An Interactive Information Odometer and Applications
Mark Braverman and Omri Weinstein
This was a communication complexity talk about trying to maintain an estimate of the information complexity of a protocol $\Pi$ for computing a function $f(X,Y)$ interactively, where Alice has $X$, Bob has $Y$, and $(X,Y) \sim \mu$: $\mathsf{IC}_{\mu}(\Pi) = I( \Pi ; X | Y ) + I( \Pi ; Y | X)$
Previous work has shown that the (normalized) communication complexity of computing $f$ on $n$-tuples of variables $\epsilon$-accurately approaches the minimum information complexity over all protocols for computing $f$ once $\epsilon$-accurately.
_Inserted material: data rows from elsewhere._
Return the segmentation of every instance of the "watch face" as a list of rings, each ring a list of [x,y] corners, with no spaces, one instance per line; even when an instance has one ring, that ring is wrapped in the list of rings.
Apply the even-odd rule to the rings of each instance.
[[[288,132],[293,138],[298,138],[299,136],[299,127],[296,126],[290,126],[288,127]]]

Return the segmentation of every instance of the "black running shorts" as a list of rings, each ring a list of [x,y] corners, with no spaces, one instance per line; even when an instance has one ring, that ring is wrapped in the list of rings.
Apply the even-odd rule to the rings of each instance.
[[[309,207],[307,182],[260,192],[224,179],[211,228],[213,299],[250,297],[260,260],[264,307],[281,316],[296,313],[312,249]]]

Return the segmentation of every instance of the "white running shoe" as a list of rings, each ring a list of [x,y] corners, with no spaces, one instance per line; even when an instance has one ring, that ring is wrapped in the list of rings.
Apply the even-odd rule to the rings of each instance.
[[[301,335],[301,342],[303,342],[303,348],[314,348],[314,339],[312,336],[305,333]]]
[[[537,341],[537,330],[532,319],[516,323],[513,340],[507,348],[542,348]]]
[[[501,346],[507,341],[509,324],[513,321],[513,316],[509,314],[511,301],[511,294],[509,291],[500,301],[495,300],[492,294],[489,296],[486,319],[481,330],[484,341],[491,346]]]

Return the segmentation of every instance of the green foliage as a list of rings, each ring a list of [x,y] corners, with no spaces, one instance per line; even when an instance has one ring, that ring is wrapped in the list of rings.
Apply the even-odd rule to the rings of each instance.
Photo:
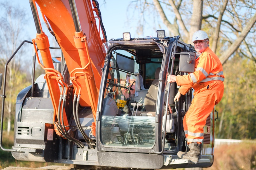
[[[256,169],[255,142],[220,146],[215,149],[214,155],[213,164],[207,170]]]
[[[234,56],[224,66],[223,72],[224,94],[216,106],[221,117],[216,122],[218,137],[255,139],[256,64]]]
At least I think this is what was shown previously — it’s not quite my area. The result in this paper is a strong converse for this — the goal is to maintain an online estimate of $\mathsf{IC}$ during the protocol. The mechanism seeems a bit like communication with feedback a la Horstein, but I got a bit confused as to what was going on — basically it seems that Alice and Bob need to be able to agree on the estimate during the protocol and use a few extra bits added to the communication to maintain this estimate. If I had an extra $n$ hours in the week I would read up more about this. Maybe on my next plane ride…

# Greetings from Allerton 2014

This is not a weeping angel. I hope. “In the battle of ideas for metaphors for explaining these phenomena, graphs are doing pretty well for themselves.” — Jon Kleinberg (at the plenary).
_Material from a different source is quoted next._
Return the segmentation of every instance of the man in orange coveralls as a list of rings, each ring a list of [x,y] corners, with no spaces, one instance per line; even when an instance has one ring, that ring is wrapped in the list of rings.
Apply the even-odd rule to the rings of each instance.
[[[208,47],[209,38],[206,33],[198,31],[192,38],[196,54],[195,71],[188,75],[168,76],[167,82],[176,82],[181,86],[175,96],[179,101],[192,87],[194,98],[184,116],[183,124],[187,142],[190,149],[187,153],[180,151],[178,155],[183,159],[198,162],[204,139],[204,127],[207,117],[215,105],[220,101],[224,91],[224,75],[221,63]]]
Greetings from Allerton! I know blogging has been light since the semester started. I chalk it up to the whole “starting as an assistant professor is time-consuming” thing. I really hope there isn’t a strong converse because I definitely feel like I am operating above capacity.

Regardless, posts to continue again soon. There have been lots of interesting talks here, and lots to follow up on, time permitting.